Viaje al Universo 2023 Brings Students to the Forefront of Astronomy in Chile
Another successful Viaje program led students in La Serena and Coquimbo through a week of fun science education
25 October 2023
More than 2,500 students and 115 teachers participated in the activities of Viaje al Universo 2023, which took place from October 16 and 20 in La Serena and Coquimbo in Chile. Viaje is one of NSF's NOIRLab’s core educational programs, whose main goal is to bring astronomers, scientists, engineers and the staff of our observatories into the local classrooms.
This year’s program included 37 activities implemented in 5 schools. All the activities of Viaje are aligned with the Chilean educational curriculum in order to provide a tangible contribution to the teaching and learning of science, physics and astronomy in Chile.
Teachers and students were excited by all of the engaging activities, which included workshops, science talks and a portable planetarium from the Giant Magellan Telescope, and a solar telescope to experience a real time observation of the closest star, the Sun. These activities were led by NOIRLab education and engagement staff along with the support of technical staff from the telescopes that AURA/NOIRLab operates in Chile.
As in years previous, NOIRLab invited its partners in Chile to participate in Viaje.
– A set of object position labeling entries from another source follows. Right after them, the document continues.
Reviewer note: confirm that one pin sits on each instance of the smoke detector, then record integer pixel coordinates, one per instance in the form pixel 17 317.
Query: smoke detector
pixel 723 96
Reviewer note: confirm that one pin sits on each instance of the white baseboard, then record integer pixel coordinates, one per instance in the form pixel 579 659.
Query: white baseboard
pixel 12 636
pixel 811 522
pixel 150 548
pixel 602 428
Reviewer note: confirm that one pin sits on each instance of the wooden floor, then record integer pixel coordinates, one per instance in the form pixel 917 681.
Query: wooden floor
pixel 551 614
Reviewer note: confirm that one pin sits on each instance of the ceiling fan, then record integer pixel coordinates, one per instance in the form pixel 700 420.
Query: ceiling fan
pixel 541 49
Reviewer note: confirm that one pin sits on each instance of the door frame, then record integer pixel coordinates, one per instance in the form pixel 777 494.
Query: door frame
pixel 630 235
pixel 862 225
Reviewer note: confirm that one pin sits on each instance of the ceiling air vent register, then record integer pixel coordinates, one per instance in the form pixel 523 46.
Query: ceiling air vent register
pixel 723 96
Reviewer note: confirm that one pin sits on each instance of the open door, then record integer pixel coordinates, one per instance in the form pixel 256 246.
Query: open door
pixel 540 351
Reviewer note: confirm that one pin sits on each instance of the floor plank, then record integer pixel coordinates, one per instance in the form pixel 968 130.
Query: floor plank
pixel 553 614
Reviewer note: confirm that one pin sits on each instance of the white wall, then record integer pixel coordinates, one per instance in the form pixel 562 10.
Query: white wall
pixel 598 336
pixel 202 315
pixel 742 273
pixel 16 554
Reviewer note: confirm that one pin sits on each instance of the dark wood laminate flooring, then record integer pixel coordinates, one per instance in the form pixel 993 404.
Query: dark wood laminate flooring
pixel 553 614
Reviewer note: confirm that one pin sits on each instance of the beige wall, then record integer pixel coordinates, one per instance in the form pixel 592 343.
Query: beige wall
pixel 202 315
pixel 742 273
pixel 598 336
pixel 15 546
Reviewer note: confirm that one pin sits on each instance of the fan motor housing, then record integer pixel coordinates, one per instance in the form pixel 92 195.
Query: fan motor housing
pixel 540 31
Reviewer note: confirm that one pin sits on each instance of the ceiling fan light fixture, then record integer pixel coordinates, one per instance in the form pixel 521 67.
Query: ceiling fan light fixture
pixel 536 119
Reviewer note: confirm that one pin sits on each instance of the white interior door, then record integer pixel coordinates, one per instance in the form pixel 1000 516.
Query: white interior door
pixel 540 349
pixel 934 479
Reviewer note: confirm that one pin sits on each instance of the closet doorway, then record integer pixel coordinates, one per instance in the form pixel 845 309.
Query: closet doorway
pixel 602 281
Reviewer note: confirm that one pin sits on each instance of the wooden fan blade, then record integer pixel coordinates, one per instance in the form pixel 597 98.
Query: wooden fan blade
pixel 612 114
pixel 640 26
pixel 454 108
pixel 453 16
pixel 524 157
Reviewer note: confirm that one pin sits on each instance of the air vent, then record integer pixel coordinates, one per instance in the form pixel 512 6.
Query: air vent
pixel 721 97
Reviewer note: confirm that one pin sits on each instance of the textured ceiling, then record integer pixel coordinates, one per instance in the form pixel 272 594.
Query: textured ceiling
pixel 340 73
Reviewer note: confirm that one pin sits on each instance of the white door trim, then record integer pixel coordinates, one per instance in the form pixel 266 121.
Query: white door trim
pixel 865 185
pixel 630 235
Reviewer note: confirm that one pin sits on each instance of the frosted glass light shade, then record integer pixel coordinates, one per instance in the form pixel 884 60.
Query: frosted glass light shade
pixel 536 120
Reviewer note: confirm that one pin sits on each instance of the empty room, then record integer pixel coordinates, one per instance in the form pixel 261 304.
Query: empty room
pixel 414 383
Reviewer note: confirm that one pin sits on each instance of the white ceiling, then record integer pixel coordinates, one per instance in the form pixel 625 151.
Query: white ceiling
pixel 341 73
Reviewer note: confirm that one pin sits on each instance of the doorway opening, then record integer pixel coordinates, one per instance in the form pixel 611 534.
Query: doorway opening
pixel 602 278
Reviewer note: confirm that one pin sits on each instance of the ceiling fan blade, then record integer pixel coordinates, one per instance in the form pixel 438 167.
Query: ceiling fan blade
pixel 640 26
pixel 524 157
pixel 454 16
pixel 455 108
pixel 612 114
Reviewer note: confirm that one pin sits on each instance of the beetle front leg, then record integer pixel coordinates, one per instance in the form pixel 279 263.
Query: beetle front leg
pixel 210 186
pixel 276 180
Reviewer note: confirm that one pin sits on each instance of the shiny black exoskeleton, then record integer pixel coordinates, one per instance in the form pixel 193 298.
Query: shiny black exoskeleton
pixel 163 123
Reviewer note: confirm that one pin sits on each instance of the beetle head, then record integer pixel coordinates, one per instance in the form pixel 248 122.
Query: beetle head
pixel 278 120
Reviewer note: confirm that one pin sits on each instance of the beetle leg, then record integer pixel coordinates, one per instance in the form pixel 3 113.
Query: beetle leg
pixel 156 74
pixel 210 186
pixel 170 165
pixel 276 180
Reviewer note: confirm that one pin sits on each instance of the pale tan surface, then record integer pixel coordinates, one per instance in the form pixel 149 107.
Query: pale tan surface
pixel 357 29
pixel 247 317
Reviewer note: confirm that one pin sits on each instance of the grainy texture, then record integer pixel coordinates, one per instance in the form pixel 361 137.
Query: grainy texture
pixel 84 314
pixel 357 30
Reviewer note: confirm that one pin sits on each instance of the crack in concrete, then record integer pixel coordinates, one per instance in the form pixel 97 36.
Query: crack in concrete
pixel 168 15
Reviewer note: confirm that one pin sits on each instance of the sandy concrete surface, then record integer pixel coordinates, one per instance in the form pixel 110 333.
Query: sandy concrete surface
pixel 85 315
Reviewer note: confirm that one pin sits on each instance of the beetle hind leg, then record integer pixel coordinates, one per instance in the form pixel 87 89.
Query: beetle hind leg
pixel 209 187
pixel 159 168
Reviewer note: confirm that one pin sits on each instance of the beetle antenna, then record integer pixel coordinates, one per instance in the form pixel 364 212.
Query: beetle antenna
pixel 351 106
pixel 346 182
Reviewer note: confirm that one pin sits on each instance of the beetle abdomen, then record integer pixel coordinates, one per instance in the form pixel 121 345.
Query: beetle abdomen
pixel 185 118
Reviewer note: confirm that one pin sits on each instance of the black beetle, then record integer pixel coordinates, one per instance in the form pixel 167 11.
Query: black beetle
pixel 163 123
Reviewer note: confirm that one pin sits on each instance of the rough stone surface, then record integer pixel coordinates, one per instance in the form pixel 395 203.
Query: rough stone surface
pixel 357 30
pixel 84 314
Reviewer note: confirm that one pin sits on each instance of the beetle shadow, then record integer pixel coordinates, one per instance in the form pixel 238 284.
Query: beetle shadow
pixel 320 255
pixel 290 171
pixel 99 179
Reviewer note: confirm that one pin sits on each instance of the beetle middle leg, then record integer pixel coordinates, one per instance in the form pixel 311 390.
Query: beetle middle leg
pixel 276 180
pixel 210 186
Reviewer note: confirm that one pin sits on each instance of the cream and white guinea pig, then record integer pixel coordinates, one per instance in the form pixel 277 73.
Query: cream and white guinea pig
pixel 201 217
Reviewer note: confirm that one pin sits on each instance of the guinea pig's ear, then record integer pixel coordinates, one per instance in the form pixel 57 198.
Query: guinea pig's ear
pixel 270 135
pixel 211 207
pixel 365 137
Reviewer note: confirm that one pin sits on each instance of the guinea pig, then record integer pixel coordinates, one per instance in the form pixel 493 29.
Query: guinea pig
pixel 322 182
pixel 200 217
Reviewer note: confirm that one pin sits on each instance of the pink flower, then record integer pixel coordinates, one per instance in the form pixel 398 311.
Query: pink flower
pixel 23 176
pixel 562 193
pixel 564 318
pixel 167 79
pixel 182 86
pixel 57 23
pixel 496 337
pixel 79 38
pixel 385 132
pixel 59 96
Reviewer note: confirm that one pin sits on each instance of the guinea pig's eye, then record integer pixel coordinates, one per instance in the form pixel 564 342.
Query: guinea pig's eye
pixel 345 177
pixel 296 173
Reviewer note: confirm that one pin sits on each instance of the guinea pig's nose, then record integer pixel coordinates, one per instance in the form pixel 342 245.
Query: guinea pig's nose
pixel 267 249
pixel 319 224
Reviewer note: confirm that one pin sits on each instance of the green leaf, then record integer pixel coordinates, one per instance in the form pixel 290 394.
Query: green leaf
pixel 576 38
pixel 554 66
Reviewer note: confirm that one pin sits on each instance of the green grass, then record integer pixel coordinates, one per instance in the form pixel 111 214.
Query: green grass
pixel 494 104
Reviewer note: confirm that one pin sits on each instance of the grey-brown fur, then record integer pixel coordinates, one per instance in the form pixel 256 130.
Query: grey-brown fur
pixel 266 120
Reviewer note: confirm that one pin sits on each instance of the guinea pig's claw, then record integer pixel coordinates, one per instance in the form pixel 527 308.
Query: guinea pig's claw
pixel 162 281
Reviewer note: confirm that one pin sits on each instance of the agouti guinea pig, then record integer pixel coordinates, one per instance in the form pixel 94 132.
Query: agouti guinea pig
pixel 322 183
PhD students from the Astronomy Department of the Universidad de La Serena participated actively in this program, as well as the specially-invited “Ingeniosas”, a Chilean non-profit organization that promotes STEM education amid girls and teens in schools throughout Chile. Both partners provided valuable support that allowed Viaje to reach as many students as possible.
“This year’s program returned to a full face-to-face mode and gave us the chance to interact with students and share with them NOIRLab’s breakthrough discoveries in astronomy and astrophysics in the most direct way,” said Manuel Paredes, Chile Outreach Manager. “We also saw great benefit from involving our own staff to lead the workshops as they are the stars of what we do to understand our Universe.”
NSF’s NOIRLab, the US center for ground-based optical-infrared astronomy, operates the international Gemini Observatory (a facility of NSF, NRC–Canada, ANID–Chile, MCTIC–Brazil, MINCyT–Argentina, and KASI–Republic of Korea), Kitt Peak National Observatory (KPNO), Cerro Tololo Inter-American Observatory (CTIO), the Community Science and Data Center (CSDC), and Vera C. Rubin Observatory (operated in cooperation with the Department of Energy’s SLAC National Accelerator Laboratory). It is managed by the Association of Universities for Research in Astronomy (AURA) under a cooperative agreement with NSF and is headquartered in Tucson, Arizona. The astronomical community is honored to have the opportunity to conduct astronomical research on Iolkam Du’ag (Kitt Peak) in Arizona, on Maunakea in Hawai‘i, and on Cerro Tololo and Cerro Pachón in Chile. We recognize and acknowledge the very significant cultural role and reverence that these sites have to the Tohono O'odham Nation, to the Native Hawaiian community, and to the local communities in Chile, respectively.